Expectations for high energy diffuse galactic neutrinos for different cosmic ray distributions

TL;DR

This paper estimates the diffuse high energy neutrino flux from our Galaxy based on various cosmic ray distribution models, analyzing its detectability and implications for cosmic ray propagation.

Contribution

It introduces a range of models for cosmic ray distribution in the Galaxy to predict the diffuse neutrino flux and assesses the potential to distinguish this galactic component in IceCube data.

Findings

A significant excess from the galactic plane would suggest higher cosmic ray density in the inner Galaxy.

Different cosmic ray distribution models lead to varying predictions for neutrino flux.

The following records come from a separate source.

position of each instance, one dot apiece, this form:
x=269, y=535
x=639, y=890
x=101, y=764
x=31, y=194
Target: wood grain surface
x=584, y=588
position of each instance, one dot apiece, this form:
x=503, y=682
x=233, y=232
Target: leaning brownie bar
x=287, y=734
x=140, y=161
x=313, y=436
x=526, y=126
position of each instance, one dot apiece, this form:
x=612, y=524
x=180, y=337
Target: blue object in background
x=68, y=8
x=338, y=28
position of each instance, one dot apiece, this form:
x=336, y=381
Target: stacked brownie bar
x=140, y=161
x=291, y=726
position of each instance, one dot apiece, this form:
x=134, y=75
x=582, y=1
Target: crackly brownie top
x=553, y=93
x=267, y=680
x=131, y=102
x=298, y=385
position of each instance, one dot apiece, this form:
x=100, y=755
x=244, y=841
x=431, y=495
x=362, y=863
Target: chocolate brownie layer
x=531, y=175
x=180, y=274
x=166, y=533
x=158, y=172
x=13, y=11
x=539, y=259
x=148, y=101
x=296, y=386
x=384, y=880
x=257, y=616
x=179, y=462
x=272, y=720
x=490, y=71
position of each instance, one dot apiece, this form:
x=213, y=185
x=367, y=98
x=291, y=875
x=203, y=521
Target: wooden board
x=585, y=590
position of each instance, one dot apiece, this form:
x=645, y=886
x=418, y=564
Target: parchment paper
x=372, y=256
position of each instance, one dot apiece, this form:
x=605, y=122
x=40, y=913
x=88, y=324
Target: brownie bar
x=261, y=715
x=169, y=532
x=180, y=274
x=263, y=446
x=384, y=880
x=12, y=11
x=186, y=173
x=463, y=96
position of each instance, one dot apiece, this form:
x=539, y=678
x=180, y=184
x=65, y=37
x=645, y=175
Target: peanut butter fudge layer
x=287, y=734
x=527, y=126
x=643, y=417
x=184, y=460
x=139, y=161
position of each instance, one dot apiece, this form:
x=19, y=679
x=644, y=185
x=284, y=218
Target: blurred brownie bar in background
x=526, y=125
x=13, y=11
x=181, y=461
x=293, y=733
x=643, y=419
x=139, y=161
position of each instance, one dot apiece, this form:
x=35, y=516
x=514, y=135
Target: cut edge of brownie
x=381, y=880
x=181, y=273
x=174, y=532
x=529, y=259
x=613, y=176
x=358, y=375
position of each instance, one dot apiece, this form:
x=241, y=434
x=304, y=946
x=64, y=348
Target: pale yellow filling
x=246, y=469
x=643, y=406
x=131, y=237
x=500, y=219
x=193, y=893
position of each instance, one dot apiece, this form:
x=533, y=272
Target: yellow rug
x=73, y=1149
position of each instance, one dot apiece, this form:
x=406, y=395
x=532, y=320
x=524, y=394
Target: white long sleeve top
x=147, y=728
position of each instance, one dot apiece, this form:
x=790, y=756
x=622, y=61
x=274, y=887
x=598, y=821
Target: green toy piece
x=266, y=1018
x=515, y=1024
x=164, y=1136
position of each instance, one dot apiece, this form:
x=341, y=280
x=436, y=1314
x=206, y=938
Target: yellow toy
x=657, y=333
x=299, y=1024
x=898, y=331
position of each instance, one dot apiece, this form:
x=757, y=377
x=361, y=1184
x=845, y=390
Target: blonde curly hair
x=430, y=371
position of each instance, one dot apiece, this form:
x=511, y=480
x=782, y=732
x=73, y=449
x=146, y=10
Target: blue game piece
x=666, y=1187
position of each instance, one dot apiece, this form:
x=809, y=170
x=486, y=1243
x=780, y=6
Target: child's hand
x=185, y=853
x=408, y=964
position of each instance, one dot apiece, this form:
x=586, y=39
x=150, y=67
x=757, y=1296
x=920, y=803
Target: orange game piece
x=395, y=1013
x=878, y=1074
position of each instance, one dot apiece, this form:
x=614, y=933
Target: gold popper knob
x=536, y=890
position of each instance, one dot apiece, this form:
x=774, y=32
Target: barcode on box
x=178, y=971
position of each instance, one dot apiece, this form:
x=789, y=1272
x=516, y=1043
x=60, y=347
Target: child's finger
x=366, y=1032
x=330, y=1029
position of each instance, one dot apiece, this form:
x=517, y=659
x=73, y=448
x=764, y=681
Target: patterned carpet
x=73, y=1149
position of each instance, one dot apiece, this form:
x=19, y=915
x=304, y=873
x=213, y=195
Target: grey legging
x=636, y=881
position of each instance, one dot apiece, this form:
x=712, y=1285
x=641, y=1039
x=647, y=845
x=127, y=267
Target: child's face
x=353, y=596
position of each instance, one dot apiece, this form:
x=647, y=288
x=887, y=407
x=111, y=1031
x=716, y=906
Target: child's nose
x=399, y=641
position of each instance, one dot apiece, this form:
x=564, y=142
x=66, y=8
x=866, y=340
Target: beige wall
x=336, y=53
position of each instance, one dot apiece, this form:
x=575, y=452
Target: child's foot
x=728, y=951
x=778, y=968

Detection of the galactic component could inform cosmic ray propagation theories.

Abstract

The interaction of cosmic rays with the gas contained in our Galaxy is a guaranteed source of diffuse high energy neutrinos. We provide expectations for this component by considering different assumptions for the cosmic ray distribution in the Galaxy which are intended to cover the large uncertainty in cosmic ray propagation models. We calculate the angular dependence of the diffuse galactic neutrino flux and the corresponding rate of High Energy Starting Events in IceCube by including the effect of detector angular resolution. Moreover we discuss the possibility to discriminate the galactic component from an isotropic astrophysical flux. We show that a statistically significant excess of events from the galactic plane in present IceCube data would favour models in which the cosmic ray density in the inner galactic region is much larger than its local value, thus bringing relevant information on the cosmic ray radial distribution.